Fairfield man ordered to stand trial on murder charge in Oakland fatal shooting
The evidence includes the defendant's link to a Mercedes Benz with no emblem.
OAKLAND — A Fairfield man was ordered to stand trial on charges that he murdered a 48-year-old Oakland man in a July 2021 fatal shooting, in a case based in part on a Mercedes Benz with a missing emblem.
LaTrail White, 27, faces charges of murdering Travis Ward in the morning drive-by shooting. At his late April preliminary hearing, Oakland police testified that phone GPS records placed White in the area of the homicide and that two weeks later he was arrested in Berkeley while driving a distinctive car that matched surveillance video of the shooting.
Ward was shot and killed around 9 a.m. on July 24, 2021, in the 1600 block of Foothill Boulevard. Police say a Mercedes Benz with a distinctive emblem pulled up next to him and shot him in the chest, buttocks and hip.
Two weeks later, Contra Costa Sheriff’s deputies pulled over White at the Gilman Street offramp of Interstate 80 in Berkeley, in a similar-looking Mercedes with a missing emblem. They also found an AR-10-style rifle and arrested him on suspicion of being a felon in possession of a firearm, court records show.
Police didn’t address the suspected motive for Ward’s killing, but they said they investigated other suspects, including another man who they say was in the area shortly before the shooting.
Ernie Castillo, a Bay Area defense attorney representing White, filed a motion to dismiss the case on June 27. A judge has yet to rule on it. Castillo argued at the preliminary hearing that the case against White lacks firm evidence, noting two eyewitnesses failed to identify White as the shooter.
“I think this entire case is built on speculation,” Castillo said.
Alameda County Deputy District Attorney John Brouhard, who is prosecuting the case, convinced Judge Michael Gaffey to order White to stand trial.
“What Mr.
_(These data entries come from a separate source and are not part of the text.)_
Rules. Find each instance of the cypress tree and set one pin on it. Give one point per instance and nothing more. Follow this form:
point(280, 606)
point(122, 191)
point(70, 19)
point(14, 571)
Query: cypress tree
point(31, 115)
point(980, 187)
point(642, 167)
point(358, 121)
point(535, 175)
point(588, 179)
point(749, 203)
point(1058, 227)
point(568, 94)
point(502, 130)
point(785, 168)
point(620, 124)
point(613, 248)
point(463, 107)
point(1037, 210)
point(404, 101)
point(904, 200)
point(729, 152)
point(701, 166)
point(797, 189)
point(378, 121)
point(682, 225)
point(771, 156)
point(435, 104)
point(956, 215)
Castillo calls speculation, I call inferences that are permitted by the circumstantial evidence,” Brouhard said, according to the hearing transcript.
At the hearing, Oakland police Det. Michael Jaeger testified that White was interviewed and denied being in the area. He also claimed the phone he was found with belonged to someone else, and police found a person with that name lived nearby the shooting scene, court records show.
A trial date has not yet been set. White remains in jail on a no-bail hold.